The PrusaSlicer lesson in the existing beginners’ courses packs a lot of information, actually, it’s the longest lesson by far, even though it only covers the Simple (Green) menu options plus a few extra tricks. It is obvious that a really thorough, complete A-Z PrusaSlicer guide is long due.
And of course, we would like a make a course about our SL1S printer and/or SLA technology in general.
By the way, we take pride in the long-term support of our products, and the online courses are no different from our printers in this regard. So, you can expect continuous little updates and fixes to the existing content.
If you have an interesting idea for a course topic yourself, do not hesitate to contact us, perhaps we can figure out something together. Actually, as mentioned above, one of the existing courses, Design Principles for 3D Printed Parts, is a result of such collaboration.
That is all for now, however, we will come back to you soon with information about the progress on the new courses.
In the meantime, enjoy Prusa Academy, and please feel free to give us any feedback.
14 Replies to “Welcome to Prusa Academy: online courses on various 3D printing related topics”
Why proprietary visual modeling tools rather than open-source code-based tools like CadQuery?
As someone who works for a US School District, it would be interesting to see what it would take to make these courses available to all our interested teachers without asking them to pay on their own.
As en educator myself, I would like to know this too.
+1 on some kind of institutional/educator pricing for these courses. I’d love to be able to assign one of these courses as a part of my digital fabrication class.
Good post! Thanks
I went ahead and took the designing for 3D printed parts. Really loved the knowledge regarding designing 3D printed parts on there. My only ask is that maybe we get a video course of the sections? Showing off those sweet Prusa machines and all! 🙂
As a nice gesture, perhaps consider making the courses free to those who have purchased a Prusa printer
I’d love to see a course on specifically how to maintain a Prusa printer. Maybe such a thing exists and I missed it. I think I read it may be part of another video but having a specific video would be awesome. Thanks.
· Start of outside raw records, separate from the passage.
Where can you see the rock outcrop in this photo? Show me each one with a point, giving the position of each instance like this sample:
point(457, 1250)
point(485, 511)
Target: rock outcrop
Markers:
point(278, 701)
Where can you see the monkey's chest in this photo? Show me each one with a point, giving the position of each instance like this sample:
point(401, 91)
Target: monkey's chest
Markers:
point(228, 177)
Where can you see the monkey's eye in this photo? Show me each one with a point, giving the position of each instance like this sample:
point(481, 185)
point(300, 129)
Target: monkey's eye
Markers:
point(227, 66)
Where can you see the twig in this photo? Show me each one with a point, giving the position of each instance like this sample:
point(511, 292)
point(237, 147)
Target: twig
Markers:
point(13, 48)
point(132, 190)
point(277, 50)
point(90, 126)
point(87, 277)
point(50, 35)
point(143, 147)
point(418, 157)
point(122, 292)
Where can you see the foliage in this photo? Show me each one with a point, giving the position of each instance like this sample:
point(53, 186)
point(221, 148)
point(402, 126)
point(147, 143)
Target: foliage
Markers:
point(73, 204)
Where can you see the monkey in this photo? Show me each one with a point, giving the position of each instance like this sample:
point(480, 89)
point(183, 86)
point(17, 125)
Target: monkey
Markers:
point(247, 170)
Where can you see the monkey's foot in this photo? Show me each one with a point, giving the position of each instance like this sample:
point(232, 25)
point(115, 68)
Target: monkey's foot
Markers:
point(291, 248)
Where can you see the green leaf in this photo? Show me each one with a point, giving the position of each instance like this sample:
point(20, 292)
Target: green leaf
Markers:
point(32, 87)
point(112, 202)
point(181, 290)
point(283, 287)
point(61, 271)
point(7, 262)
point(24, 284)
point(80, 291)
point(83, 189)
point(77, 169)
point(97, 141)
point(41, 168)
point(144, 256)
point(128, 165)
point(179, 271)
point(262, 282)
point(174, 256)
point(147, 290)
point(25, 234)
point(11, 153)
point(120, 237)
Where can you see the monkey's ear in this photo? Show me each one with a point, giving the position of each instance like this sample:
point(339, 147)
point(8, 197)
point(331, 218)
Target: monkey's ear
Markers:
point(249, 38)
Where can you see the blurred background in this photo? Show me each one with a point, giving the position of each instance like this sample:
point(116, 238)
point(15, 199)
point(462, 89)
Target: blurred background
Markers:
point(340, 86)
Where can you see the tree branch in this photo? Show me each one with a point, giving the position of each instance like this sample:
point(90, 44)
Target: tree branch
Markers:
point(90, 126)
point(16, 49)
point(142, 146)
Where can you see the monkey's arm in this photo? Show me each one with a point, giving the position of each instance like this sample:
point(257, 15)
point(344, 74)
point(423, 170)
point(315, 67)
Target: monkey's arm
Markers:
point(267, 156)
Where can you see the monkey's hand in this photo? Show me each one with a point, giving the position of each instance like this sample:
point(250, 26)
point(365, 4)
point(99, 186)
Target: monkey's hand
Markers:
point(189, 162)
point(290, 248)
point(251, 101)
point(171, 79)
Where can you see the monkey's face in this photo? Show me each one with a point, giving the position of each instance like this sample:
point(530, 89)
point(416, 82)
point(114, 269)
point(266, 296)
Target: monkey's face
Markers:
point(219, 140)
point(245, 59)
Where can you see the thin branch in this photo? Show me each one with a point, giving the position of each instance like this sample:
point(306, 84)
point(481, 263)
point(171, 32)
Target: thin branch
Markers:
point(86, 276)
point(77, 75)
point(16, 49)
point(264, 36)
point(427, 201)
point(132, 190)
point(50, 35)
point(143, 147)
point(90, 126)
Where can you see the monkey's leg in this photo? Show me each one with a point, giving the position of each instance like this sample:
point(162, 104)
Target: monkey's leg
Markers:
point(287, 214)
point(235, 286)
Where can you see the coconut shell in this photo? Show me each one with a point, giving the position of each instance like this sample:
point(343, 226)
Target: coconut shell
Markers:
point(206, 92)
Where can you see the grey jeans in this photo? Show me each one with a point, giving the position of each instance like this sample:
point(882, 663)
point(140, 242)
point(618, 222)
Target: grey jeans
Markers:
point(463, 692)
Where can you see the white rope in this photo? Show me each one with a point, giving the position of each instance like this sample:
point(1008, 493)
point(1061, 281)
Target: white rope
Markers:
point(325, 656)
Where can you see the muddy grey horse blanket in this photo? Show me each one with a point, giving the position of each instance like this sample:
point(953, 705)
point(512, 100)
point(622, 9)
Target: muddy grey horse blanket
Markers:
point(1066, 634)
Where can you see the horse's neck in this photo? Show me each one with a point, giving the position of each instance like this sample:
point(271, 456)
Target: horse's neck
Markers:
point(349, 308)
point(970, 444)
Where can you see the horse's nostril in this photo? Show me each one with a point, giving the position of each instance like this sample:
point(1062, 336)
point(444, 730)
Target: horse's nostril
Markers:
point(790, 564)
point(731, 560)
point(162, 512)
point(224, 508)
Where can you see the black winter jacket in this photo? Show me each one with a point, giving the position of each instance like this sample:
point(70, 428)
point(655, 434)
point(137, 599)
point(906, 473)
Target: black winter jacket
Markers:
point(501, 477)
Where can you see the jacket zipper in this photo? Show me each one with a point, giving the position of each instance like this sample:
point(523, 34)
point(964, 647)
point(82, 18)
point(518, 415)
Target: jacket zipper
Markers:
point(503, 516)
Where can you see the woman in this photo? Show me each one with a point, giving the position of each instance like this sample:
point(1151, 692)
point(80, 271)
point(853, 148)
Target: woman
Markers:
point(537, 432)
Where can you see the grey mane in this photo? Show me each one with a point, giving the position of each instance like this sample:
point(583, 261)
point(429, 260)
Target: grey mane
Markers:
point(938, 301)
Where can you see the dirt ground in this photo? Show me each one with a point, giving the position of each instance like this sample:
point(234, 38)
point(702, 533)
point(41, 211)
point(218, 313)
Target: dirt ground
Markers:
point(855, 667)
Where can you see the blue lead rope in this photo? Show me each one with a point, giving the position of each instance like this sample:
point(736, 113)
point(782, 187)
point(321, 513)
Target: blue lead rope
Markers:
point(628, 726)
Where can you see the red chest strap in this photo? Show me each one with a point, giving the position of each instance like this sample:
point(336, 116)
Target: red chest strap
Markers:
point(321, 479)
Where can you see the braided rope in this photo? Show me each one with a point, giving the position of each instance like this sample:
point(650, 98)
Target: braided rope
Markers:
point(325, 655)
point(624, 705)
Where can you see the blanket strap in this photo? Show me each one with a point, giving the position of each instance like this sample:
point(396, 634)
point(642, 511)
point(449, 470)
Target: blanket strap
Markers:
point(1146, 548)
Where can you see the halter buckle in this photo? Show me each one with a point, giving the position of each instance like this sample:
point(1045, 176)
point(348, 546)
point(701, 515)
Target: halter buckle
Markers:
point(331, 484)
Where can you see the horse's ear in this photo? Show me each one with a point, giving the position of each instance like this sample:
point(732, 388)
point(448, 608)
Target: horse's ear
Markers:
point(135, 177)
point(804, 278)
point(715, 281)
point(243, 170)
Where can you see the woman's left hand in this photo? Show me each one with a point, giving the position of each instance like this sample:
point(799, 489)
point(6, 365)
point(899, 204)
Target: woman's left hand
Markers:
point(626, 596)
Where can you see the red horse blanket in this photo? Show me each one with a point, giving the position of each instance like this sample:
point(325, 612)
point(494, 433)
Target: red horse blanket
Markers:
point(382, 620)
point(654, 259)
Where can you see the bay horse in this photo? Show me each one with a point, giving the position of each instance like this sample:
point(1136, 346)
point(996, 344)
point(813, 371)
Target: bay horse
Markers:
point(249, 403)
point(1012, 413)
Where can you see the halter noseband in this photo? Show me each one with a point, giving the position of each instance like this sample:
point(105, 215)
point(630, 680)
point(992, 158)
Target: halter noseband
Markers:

Is it possible to revisit certain chapters of the course?
Of course, you can read any part of it at any time.
I love the idea behind this. One suggestion for a future course is Design for Mechanical 3D Prints. I’ve always struggled getting the tolerances, friction, and strength just right to get gears and moving parts working. Meanwhile there are people like JBV Creative on YouTube making massive geared assemblies. Wish I could pick his brain on how he designs and tests that stuff. If you guys could distill that into a course, I think we’d see a LOT more dynamic 3D print models on printables.com!
Over time, I realized that it is difficult to find really high-quality help, it is important for me that the resource meets several mandatory criteria.
You are rally right with thuis remake. I want to make step up tools for disabled People in a combination of cnc produced mechanical party and 3D printer plastic party. The mechanica parts for the most strong party and the 3d parts for the most complex ons. For instantie for mecanum wheels for wheelchairs.